Tuesday, February 2, 2010
I remember when I watched the pilot for this show. Someone slipped me an early screener. The promos hadn't even started yet. It was before all the hype, before all the buzz. All I knew was that it sounded like a cool concept. A plane crashes on an island and there are survivors. In no way was I prepared for what I watched. It was easily the best pilot episode for any show I had ever seen.
Michael Eisner, then calling the shots for Disney/ABC, famously said about Lost, a show he viciously opposed greenlighting, "Who's going to care? A bunch of people crash land on an island. Then what?" I'll tell you what, Michael: Flashbacks. The risky structure of flashing back to the character's previous lives, while simultaneously making every character on the island the protagonist, just wasn't done. And if you're going to put a show up against the best TV shows of all time, it has to have changed the game somehow. And there's no question that Lost changed the game. I will never forget watching the third episode in the series, Walkabout, in which John Locke's character was higlighted. To me, that's the best hour of television I've ever seen.

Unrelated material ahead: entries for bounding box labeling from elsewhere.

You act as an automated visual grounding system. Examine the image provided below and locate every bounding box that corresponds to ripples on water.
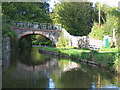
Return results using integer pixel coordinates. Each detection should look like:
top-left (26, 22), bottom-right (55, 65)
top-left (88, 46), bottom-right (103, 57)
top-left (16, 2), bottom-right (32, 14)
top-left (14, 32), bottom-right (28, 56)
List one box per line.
top-left (3, 47), bottom-right (120, 89)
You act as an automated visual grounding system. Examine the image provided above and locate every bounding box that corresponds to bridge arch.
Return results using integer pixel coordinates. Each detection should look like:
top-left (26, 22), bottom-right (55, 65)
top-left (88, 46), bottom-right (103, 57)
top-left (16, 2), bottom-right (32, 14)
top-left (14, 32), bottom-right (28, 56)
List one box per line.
top-left (19, 33), bottom-right (56, 47)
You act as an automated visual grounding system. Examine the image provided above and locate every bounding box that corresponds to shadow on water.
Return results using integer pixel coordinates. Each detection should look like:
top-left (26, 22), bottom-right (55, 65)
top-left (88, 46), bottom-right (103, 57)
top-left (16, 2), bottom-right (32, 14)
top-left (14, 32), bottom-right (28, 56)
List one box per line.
top-left (3, 47), bottom-right (120, 88)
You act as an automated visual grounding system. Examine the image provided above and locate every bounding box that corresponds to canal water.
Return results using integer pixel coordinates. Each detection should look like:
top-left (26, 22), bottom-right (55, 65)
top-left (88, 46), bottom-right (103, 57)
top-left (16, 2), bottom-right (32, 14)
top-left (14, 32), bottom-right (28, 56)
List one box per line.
top-left (2, 47), bottom-right (120, 89)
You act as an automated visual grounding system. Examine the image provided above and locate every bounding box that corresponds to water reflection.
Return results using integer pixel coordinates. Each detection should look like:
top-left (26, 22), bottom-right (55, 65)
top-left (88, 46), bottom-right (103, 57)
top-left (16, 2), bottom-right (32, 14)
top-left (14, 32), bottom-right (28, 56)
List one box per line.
top-left (3, 47), bottom-right (120, 89)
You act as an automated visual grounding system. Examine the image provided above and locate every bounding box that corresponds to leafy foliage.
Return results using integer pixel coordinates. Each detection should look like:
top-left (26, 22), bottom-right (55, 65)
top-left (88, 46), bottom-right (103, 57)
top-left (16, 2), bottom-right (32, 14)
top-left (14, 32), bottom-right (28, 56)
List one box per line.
top-left (89, 5), bottom-right (120, 40)
top-left (2, 2), bottom-right (50, 22)
top-left (57, 32), bottom-right (69, 47)
top-left (51, 2), bottom-right (93, 36)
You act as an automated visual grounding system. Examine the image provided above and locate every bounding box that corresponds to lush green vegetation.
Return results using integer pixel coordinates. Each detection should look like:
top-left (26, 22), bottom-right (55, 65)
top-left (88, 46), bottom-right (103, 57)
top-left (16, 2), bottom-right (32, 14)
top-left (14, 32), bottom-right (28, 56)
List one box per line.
top-left (57, 32), bottom-right (69, 47)
top-left (51, 2), bottom-right (93, 36)
top-left (89, 4), bottom-right (120, 40)
top-left (2, 2), bottom-right (120, 72)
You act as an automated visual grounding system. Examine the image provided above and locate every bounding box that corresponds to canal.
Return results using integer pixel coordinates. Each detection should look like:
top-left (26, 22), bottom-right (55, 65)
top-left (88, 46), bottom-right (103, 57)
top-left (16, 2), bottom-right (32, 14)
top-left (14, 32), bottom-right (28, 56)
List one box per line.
top-left (2, 47), bottom-right (120, 89)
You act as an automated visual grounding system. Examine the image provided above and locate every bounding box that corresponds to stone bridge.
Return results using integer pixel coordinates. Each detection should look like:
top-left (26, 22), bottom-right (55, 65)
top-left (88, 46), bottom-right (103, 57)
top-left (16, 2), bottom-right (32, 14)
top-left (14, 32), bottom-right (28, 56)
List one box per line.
top-left (7, 21), bottom-right (102, 49)
top-left (8, 21), bottom-right (62, 44)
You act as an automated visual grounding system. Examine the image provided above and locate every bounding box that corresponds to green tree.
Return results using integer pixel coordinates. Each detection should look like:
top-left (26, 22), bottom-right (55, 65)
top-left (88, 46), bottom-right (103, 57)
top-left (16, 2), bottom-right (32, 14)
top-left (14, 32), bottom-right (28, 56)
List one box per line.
top-left (51, 2), bottom-right (93, 36)
top-left (2, 2), bottom-right (51, 22)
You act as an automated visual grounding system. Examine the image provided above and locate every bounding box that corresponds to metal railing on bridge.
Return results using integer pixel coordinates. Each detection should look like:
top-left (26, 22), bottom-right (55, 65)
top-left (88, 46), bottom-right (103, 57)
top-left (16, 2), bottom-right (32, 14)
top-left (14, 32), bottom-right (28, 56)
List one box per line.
top-left (3, 21), bottom-right (62, 30)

Now I won't pretend like the show didn't get "lost" at times. The third season was...err...umm...interesting? But just when you thought the show didn't have any more rabbits to pull out of its hat, it found its rhthym again and gave us some superb television. I don't know if I'd call Lost the best show ever written. But everything considering, I'd say it's somewhere in the conversation. Here we are on the eve of the final season, so I pose this question to you: Is Lost the best written TV show ever?